In this new study, a multidisciplinary research team from the University’s Bristol Heart Institute sought to investigate how SARS-CoV-2 interacts with heart cells causing the myocardial damage seen in COVID-19 patients. Until now, it remained unclear whether heart cells are infected by the virus or damaged because of an excess cytotoxic defence response. This response, also known as ‘the cytokine storm’, comes from our immune cells, whereby cytotoxic cells attack and kill the infected cells by releasing proteins, called cytokines. The team also sought to investigate  whether heart cells contribute to producing excess cytokines. 

A research team led by Bristol’s Professor Paolo Madeddu exposed human heart pericytes, which are cells that wrap small blood vessels in the heart, to SARS-CoV-2 Alpha and Delta variants, along with the original Wuhan virus. Surprisingly, they found the heart pericytes were not infected.  

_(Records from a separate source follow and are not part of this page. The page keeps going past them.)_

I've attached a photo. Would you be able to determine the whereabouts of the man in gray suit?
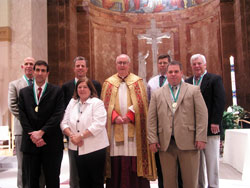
[8,57,35,188]
[148,61,208,188]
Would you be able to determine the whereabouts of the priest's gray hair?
[115,54,131,63]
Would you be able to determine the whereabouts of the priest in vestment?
[101,54,156,188]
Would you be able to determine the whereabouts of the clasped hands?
[69,133,83,147]
[115,116,131,124]
[29,130,46,147]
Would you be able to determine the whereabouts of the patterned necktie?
[28,79,33,86]
[172,86,177,95]
[37,87,42,100]
[160,75,165,87]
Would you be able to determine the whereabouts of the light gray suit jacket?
[148,82,208,151]
[8,77,28,135]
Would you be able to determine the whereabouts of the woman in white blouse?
[61,78,109,188]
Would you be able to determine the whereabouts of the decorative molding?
[0,27,11,42]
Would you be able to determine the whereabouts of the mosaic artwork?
[90,0,208,13]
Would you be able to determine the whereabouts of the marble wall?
[48,0,250,110]
[0,0,11,126]
[89,1,223,82]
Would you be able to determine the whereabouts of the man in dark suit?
[147,61,208,188]
[62,56,102,188]
[186,54,225,188]
[18,61,64,188]
[8,57,35,188]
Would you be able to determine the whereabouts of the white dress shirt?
[147,74,168,101]
[61,97,109,155]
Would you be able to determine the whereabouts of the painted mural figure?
[90,0,207,13]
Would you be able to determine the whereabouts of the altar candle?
[229,56,237,106]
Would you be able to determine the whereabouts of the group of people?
[8,54,225,188]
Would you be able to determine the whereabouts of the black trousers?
[75,148,106,188]
[23,149,63,188]
[155,152,163,188]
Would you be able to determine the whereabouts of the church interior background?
[0,0,250,148]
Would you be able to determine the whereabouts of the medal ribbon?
[23,75,30,86]
[33,79,48,106]
[193,70,207,86]
[168,83,181,102]
[159,77,167,87]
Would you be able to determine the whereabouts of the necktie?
[28,79,33,86]
[160,75,165,87]
[172,86,177,95]
[37,87,42,100]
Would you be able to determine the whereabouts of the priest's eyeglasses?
[117,61,128,66]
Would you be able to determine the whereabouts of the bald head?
[116,54,130,77]
[21,57,35,78]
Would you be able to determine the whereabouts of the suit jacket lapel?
[175,82,187,111]
[39,83,50,103]
[200,73,210,93]
[162,84,172,111]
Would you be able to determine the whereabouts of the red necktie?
[37,87,42,100]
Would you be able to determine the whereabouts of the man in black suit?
[62,56,102,188]
[18,61,64,188]
[186,54,225,188]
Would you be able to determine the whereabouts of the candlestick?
[229,56,237,106]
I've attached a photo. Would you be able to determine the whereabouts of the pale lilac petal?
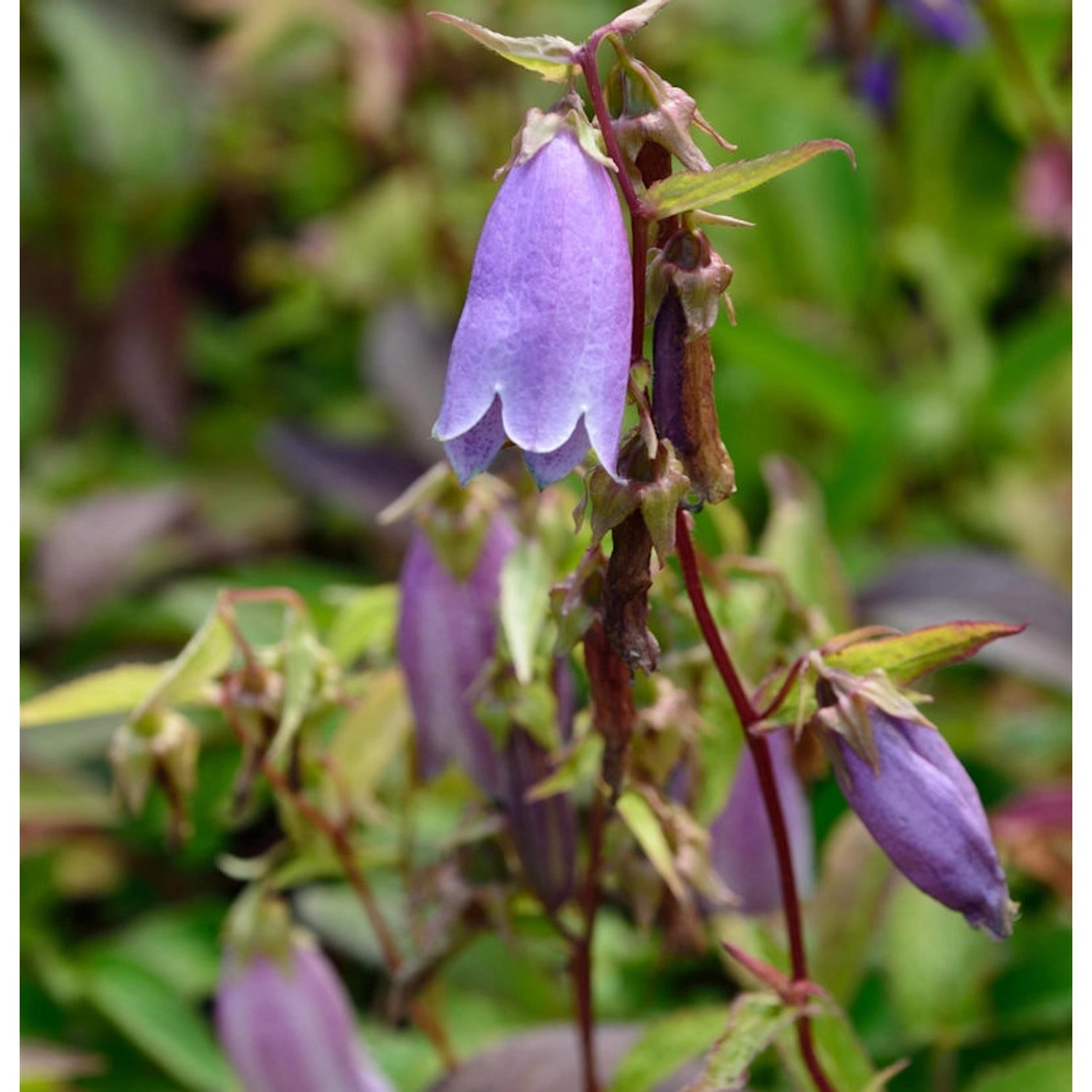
[443,397,505,485]
[523,419,592,488]
[216,945,386,1092]
[709,732,815,914]
[435,130,633,480]
[831,709,1013,937]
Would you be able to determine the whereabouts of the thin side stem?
[675,511,834,1092]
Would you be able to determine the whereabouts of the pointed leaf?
[609,1005,727,1092]
[87,954,231,1092]
[327,585,399,668]
[500,542,550,684]
[617,790,687,902]
[685,994,796,1092]
[644,140,858,220]
[19,664,170,729]
[270,609,319,759]
[430,11,579,83]
[605,0,670,34]
[825,622,1024,684]
[131,607,235,721]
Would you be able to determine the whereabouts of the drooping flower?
[397,517,518,797]
[709,732,815,914]
[825,707,1016,938]
[435,127,633,486]
[216,934,392,1092]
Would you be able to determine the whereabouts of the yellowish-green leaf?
[644,139,856,220]
[430,11,579,83]
[618,790,687,901]
[500,542,550,684]
[19,664,164,729]
[329,668,412,803]
[270,609,319,758]
[686,994,799,1092]
[327,585,399,668]
[132,607,235,721]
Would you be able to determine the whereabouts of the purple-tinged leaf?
[428,11,580,83]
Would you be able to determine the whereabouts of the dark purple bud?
[898,0,982,50]
[825,708,1017,938]
[435,127,633,485]
[216,938,392,1092]
[709,732,815,914]
[397,519,518,797]
[502,727,577,911]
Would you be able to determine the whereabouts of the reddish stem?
[675,511,834,1092]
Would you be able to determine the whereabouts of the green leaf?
[967,1045,1074,1092]
[19,664,164,729]
[270,609,319,759]
[609,1005,725,1092]
[132,606,235,721]
[617,790,687,902]
[759,456,853,633]
[327,585,399,668]
[500,542,550,684]
[687,994,795,1092]
[760,622,1024,723]
[430,11,579,83]
[644,139,858,220]
[778,1004,882,1092]
[329,668,412,804]
[87,954,231,1092]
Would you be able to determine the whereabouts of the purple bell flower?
[434,128,633,486]
[709,732,815,914]
[899,0,982,50]
[826,707,1017,939]
[397,519,518,797]
[216,938,392,1092]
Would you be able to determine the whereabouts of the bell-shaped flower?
[709,732,815,914]
[435,126,633,486]
[825,707,1017,938]
[216,935,392,1092]
[397,518,518,797]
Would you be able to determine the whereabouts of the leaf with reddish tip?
[644,139,858,220]
[759,622,1024,724]
[604,0,670,34]
[428,11,579,83]
[825,622,1024,684]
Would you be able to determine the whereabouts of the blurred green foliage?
[20,0,1072,1092]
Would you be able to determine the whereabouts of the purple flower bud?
[502,727,577,910]
[899,0,982,50]
[216,939,391,1092]
[854,52,899,124]
[397,519,517,797]
[435,128,633,486]
[709,732,815,914]
[826,708,1016,938]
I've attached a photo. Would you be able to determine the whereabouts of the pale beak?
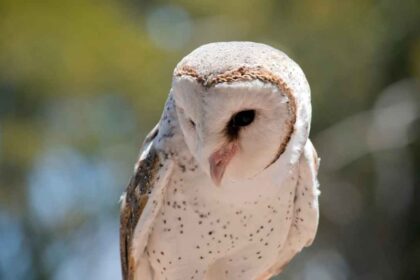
[209,142,238,186]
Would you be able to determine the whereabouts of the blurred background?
[0,0,420,280]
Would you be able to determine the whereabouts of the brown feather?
[120,126,159,280]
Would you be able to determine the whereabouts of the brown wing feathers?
[120,143,159,280]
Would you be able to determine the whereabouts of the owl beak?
[209,142,238,186]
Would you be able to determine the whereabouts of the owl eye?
[224,110,255,140]
[231,110,255,127]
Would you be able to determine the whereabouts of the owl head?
[171,42,311,185]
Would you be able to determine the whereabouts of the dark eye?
[225,110,255,140]
[231,110,255,127]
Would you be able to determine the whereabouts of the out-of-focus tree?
[0,0,420,280]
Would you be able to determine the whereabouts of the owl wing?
[120,124,172,280]
[262,139,319,279]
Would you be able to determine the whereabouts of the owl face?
[172,77,294,185]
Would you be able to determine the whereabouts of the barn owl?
[120,42,319,280]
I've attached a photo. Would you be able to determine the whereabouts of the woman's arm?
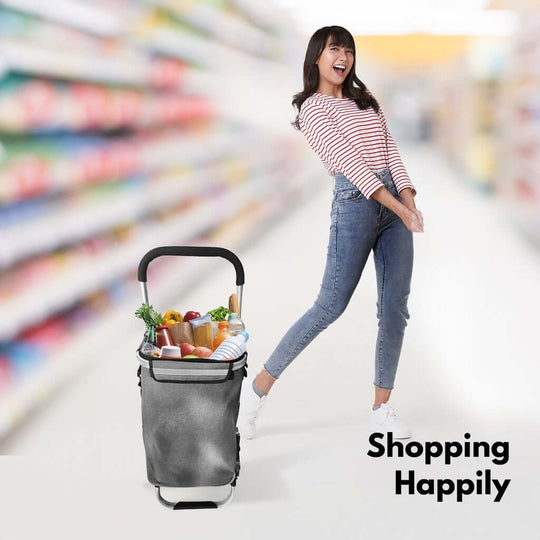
[299,101,383,200]
[372,186,424,232]
[399,188,416,210]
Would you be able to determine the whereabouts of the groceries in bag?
[210,332,249,360]
[229,313,246,336]
[135,295,245,359]
[159,345,182,359]
[212,321,232,350]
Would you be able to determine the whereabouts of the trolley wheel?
[155,484,234,510]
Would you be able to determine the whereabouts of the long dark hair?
[291,26,379,129]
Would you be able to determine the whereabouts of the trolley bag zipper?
[137,349,247,384]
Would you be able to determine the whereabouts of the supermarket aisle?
[0,143,540,539]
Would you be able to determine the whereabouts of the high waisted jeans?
[264,169,413,389]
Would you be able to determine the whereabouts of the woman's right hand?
[400,206,424,232]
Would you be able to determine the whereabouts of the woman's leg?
[373,202,413,392]
[264,192,379,386]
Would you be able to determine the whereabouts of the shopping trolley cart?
[137,246,247,510]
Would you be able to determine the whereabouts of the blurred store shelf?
[0,0,312,439]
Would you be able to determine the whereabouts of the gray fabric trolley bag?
[137,246,247,510]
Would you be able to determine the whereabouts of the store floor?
[0,143,540,540]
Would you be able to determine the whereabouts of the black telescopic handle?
[138,246,245,285]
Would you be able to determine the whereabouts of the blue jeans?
[264,169,413,389]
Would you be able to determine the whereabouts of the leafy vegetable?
[135,303,163,326]
[208,306,232,321]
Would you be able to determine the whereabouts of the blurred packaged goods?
[0,0,311,442]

Intrigued by this finding, in a second test-tube experiment, the researchers challenged the cardiac pericytes with the spike protein alone, without the virus. The spike protein made pericytes unable to interact with their companion endothelial cells and induced them to secrete inflammatory cytokines, suggesting the spike protein is harmful to human cardiac cells. Interestingly, the team found that antibodies blocking CD147 - a receptor for the spike protein – protected heart pericytes from damage.

Finally, the team identified the presence of the SARS-CoV-2 spike protein in blood samples obtained from COVID-19 patients, which opens the possibility that spike protein particles travelling through the circulation can reach a site distant from the respiratory system and cause systemic damage.

The research has been supported by a pump-priming grant from the Wellcome Trust, the Elizabeth Blackwell Institute (EBI) Rapid Response COVID-19 and a British Heart Foundation grant (number PG/20/10285). The authors are members of the University of Bristol COVID-19 Emergency Research Group (UNCOVER).